Unfortunately, this is a very risky route, considering how quickly things change in the trading world.
Let’s say you are a retail broker who works with the Forex market. To diversify your portfolio, you can launch a money management service, for example, via a PAMM solution.
It would still be trading within Forex, but you will reach a new target audience - inexperienced traders looking to join the market. Alternatively, you can expand your asset classes and reach new clients who are not interested in currency trading. Both scenarios decrease the financial risk.
Invest in technology
A broker’s business today largely depends on technology. Traders want fast and accurate quotes; large volumes of data require powerful infrastructure and even the slightest delay is intolerable.
Still, it is a typical case for brokers to postpone further investment in automation and advanced solutions. And while it can be fine for a little while, things can go downhill fast once an unexpected event occurs.
Look at what could be upgraded, automated, or discontinued in the company. For example, if you don’t have automated trading alerts, then you are in the dark about what the traders are doing.
Without Business Intelligence solutions, the brokerage can’t run internal and regulatory reports whenever they’d like. That means lacking insight into internal processes and having to hire expensive consultants to provide all the reporting.

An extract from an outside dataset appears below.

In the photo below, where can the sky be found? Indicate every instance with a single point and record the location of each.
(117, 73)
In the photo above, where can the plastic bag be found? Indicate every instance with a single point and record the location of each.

Automated end-of-day reports free up hours of your time and reduce the chance of error.
Find a technology partner that you trust
No man is an island. Having a reliable technology partner can make all the difference for the broker. To find the right partner, look at their current solutions, where the company is going, and their ethics and reputation.
A trusted partner will listen to your needs and find the right tools for you.
Looking critically at your brokerage and working on making it better can be intimidating and scary. However, you will inevitably have to change your approach at some point, whether through a major disruption or a market evolution.
It is always better to be one step ahead, and you can get there by facing your good and bad sides and making the change.